Hear me, please. Our old nature is alive and well, and it wants to drag us back into our hellish trenches from which Jesus rescued us. For good reason, the Holy Spirit inspired Isaiah to tell us “[God] will keep him in perfect peace, whose mind is stayed on [Him] (Isaiah 26:3).

It is ONLY through our prayer and continual reflection on the Word of God that the Holy Spirit will mature our faith to such a degree that His supernatural peace can keep our hearts and minds at Christmas rest through the year.

 

In other words, peace of heart and mind reigns when we focus – when we fix our minds on Christ. Just as we cannot expect health to reign in our bodies if we drink a daily dose of poison, we cannot expect God’s peace to reign in our hearts if we let our minds imbibe the worldly spirit of anger and frustration and hatred and deceit that is all around us – and especially in the media.

 

Some of you may be familiar with the old Cherokee legend. I’ve referred to it in the past. An old Cherokee, teaching his grandson about life, tells him, “A fight is going on inside us. It is a terrible fight and it is between two wolves. One is evil – he is anger, envy, sorrow, regret, greed, arrogance, self-pity, guilt, resentment, inferiority, lies, false pride, superiority, and ego.”

 

The grandfather continued, “The other is good – he is joy, peace, love, hope, serenity, humility, kindness, benevolence, empathy, generosity, truth, compassion, and faith. The same fight is going on inside you – and inside every other person, too.”

 

The grandson thought about it for a minute and then asked his grandfather, “Which wolf will win?”

 

The old Cherokee simply replied, “The one you feed.”


God tells us that the peace of Christ is available to us, but we have to LET that peace of Christ rule in our hearts. And to do that, along with prayer and reflecting on God’s word, it is also most helpful if we starve the bad wolf within us and FEED our spirits with things that are godly.

Do we really need to spend 30 minutes or more every day with CNN, MSNBC, Fox News, or other media sites? Wouldn’t our time be better spent listening to a sermon on television or radio; Or reading your Bible or a spiritually nourishing book?

We are now in the middle of the Christmas season. This year in particular, Christmas is a most welcome guest. Even during the pandemic and the forced isolation from family and friends, the Holy Spirit of Christmas can still draw us from our trenches to experience what life can truly be like if we refuse to bite and devour one another – if only for a day.

And if we can do it for a day, then why not extend it to the next day? And the next?
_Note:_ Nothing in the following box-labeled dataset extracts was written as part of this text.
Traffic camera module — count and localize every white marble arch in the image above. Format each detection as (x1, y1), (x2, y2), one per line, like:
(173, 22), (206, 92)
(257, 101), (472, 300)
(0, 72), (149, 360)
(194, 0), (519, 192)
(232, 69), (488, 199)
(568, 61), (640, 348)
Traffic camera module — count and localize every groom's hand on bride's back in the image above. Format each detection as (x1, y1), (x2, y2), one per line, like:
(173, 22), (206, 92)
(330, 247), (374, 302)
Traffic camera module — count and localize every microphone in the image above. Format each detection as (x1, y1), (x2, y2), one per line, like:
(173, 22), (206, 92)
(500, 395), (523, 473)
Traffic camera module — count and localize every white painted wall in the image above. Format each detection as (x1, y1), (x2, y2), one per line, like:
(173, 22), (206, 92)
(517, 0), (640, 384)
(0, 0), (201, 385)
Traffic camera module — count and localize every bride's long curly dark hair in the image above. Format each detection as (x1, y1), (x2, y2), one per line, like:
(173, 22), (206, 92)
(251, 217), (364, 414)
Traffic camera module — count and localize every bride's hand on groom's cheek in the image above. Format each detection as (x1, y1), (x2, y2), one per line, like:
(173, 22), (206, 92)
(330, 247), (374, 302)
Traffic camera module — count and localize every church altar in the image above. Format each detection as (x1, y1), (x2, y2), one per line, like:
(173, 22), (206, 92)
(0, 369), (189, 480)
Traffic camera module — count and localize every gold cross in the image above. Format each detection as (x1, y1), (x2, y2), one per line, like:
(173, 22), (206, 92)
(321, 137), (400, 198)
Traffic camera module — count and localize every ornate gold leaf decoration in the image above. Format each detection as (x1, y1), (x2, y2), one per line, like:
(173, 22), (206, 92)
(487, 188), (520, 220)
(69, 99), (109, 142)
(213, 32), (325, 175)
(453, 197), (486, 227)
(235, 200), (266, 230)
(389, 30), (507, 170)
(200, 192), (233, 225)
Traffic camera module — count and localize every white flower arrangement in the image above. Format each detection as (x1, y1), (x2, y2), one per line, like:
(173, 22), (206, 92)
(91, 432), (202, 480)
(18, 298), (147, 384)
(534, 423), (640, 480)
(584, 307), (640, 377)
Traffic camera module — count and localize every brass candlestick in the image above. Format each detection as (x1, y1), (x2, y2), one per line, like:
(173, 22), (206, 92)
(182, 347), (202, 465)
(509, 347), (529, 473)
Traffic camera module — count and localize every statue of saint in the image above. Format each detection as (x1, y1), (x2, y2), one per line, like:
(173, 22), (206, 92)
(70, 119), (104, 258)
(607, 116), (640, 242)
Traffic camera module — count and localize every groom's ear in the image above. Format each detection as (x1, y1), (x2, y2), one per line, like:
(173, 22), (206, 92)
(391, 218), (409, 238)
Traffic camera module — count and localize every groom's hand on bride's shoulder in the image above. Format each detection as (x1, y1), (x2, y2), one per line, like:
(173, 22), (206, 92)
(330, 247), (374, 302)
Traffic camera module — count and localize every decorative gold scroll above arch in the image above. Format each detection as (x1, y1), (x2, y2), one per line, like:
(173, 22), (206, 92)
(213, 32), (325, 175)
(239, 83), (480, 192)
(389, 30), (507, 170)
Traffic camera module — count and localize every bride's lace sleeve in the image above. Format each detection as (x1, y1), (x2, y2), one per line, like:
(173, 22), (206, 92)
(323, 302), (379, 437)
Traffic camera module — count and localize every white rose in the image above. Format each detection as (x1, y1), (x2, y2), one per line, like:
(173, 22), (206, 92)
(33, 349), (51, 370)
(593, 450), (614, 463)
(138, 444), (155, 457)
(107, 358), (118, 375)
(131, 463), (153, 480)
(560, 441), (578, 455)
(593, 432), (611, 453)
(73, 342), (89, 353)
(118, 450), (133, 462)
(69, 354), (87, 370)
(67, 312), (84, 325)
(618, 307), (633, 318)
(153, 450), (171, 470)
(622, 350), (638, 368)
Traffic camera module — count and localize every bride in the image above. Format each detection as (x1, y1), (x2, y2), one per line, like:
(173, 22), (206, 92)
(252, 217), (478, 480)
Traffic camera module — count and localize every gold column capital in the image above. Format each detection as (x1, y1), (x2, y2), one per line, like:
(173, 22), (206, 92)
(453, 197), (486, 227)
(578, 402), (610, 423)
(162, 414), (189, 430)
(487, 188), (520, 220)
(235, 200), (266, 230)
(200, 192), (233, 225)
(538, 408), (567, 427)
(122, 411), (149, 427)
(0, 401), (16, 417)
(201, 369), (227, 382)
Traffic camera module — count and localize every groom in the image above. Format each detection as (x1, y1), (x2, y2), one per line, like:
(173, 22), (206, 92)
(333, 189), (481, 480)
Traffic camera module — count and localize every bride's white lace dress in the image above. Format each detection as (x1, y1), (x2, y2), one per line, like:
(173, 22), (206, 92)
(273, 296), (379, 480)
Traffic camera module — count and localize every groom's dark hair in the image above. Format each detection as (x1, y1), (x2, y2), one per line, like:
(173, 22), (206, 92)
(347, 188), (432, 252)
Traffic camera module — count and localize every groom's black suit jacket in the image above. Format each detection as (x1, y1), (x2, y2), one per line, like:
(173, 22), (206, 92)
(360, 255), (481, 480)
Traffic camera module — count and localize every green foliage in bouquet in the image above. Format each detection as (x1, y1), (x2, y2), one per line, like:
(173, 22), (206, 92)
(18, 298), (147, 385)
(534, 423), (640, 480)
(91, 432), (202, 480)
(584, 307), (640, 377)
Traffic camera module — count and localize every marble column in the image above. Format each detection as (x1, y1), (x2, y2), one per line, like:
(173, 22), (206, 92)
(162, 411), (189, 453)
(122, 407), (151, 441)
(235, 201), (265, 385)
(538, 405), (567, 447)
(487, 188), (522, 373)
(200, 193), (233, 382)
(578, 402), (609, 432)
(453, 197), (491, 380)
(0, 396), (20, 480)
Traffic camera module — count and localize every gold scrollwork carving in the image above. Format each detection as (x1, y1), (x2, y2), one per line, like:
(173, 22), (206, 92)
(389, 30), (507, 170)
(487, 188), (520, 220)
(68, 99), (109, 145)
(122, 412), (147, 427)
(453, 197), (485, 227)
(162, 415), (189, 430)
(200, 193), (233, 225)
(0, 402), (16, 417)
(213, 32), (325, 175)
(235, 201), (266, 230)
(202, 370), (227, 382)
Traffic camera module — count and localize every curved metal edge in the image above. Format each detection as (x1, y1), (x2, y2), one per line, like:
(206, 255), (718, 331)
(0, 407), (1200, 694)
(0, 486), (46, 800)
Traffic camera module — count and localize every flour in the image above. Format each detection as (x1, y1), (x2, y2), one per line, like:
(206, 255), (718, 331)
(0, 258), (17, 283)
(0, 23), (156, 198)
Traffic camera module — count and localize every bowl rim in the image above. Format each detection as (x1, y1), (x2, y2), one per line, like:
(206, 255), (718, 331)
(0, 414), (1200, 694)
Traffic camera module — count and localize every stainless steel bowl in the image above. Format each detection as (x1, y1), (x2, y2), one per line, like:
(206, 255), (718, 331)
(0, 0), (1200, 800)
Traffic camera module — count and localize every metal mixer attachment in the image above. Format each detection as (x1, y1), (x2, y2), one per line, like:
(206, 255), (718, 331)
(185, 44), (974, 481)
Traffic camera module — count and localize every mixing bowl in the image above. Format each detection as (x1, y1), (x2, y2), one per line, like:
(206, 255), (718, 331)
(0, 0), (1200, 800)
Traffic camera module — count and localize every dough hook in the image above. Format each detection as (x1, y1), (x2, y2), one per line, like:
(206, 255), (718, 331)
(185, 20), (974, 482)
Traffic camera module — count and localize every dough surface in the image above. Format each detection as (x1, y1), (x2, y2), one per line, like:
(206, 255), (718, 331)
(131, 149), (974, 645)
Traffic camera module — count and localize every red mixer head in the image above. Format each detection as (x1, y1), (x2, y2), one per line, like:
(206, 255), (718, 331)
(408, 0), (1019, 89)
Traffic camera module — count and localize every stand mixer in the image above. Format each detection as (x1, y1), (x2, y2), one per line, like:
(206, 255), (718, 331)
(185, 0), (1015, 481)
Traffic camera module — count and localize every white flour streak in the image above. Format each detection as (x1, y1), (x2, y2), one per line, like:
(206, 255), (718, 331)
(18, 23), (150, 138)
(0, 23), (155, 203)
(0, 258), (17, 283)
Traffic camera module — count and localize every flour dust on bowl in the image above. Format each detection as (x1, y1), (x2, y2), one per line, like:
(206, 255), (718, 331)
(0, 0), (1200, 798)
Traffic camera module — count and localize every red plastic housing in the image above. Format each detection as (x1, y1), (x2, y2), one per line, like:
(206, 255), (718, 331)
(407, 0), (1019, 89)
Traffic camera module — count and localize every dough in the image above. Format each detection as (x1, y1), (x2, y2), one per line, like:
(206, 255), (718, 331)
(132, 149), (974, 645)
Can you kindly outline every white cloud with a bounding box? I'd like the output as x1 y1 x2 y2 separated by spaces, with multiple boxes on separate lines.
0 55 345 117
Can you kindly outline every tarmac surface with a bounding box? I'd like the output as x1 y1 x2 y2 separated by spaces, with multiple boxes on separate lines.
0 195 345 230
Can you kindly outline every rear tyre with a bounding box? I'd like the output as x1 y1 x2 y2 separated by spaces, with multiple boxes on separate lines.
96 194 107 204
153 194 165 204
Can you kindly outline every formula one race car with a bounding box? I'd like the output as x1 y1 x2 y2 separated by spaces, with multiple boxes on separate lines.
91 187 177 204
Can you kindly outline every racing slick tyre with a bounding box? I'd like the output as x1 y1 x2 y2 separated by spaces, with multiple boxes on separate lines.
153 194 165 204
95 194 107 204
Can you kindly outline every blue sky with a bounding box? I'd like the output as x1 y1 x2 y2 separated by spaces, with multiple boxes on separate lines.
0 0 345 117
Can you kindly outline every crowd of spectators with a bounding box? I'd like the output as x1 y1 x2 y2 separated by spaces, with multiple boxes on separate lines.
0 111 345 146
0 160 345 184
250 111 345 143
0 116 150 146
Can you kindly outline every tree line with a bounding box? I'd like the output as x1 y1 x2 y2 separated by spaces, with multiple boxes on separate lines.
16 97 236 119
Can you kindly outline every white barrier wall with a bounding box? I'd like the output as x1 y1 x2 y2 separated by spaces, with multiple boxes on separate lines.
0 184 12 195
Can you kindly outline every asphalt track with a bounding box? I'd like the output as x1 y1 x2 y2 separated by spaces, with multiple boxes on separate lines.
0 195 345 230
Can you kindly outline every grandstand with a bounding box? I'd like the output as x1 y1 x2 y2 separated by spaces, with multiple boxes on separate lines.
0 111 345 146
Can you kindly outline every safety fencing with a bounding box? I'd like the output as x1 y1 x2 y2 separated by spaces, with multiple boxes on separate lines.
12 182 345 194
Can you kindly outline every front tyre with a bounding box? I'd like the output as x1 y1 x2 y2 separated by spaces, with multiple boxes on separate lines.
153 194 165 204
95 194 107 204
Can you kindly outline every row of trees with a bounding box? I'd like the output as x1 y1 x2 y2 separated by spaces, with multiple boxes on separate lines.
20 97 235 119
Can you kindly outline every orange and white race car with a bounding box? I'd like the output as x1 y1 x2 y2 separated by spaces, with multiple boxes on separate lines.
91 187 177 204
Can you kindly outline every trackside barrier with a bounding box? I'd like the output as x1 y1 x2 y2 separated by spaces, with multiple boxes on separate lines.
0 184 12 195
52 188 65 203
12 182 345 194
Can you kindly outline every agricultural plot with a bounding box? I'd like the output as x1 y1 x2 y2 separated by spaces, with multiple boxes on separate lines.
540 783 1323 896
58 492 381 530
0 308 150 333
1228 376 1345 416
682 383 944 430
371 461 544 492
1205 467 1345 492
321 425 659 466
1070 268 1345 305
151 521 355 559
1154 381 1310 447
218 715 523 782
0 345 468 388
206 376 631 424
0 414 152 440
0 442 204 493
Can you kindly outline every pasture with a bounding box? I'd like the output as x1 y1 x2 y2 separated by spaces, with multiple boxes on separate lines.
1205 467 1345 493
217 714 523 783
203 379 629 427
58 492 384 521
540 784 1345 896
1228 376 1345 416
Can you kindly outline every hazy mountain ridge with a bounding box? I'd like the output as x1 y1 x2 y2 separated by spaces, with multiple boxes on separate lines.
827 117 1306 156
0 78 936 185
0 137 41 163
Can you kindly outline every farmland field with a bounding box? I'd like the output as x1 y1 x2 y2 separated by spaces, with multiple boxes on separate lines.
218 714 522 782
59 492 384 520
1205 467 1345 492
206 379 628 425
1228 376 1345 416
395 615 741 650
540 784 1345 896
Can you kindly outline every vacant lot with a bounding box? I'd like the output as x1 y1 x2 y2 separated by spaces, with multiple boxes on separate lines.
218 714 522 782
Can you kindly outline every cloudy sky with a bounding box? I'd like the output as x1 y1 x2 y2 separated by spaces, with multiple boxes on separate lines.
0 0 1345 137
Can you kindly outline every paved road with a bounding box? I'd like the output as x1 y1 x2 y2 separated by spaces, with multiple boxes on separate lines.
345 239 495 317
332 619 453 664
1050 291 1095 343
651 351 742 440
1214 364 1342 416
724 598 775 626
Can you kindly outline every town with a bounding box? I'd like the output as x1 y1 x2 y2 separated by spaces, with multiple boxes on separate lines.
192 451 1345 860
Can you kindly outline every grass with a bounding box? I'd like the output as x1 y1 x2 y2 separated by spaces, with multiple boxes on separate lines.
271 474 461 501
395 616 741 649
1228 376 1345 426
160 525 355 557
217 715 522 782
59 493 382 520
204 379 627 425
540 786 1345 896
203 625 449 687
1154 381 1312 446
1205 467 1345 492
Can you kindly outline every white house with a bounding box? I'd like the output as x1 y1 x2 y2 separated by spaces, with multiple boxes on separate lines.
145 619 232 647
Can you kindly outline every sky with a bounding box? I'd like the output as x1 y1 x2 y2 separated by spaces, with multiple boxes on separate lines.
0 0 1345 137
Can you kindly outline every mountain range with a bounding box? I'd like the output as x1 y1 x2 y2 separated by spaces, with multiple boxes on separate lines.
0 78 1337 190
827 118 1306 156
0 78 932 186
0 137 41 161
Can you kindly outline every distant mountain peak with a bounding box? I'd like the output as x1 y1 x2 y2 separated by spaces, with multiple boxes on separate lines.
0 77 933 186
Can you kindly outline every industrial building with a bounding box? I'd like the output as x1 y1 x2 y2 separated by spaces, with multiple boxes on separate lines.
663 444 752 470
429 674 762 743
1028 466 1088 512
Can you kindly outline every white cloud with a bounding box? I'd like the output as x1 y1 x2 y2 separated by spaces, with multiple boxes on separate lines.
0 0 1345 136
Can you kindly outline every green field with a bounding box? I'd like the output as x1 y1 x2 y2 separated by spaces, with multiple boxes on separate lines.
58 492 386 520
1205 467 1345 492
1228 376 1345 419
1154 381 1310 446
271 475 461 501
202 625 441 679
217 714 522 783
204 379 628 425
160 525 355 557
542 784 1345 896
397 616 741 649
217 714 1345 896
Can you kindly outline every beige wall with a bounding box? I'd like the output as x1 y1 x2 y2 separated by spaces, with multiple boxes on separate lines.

And the next?

 

Let us ask the Holy Spirit today, and tomorrow, and the next day, and the next to please, by His much-needed mercy, to help us to determine every day to NOT go back into the trenches of anger and fear and hatred and depression. Let us daily pray for His utterly essential help that we not feed the bad wolf, but instead to every day strive with His supernatural help to feed the good one. Only then, and only with His help, will anyone be able to extend the Holy Spirit of Christmas throughout 2021.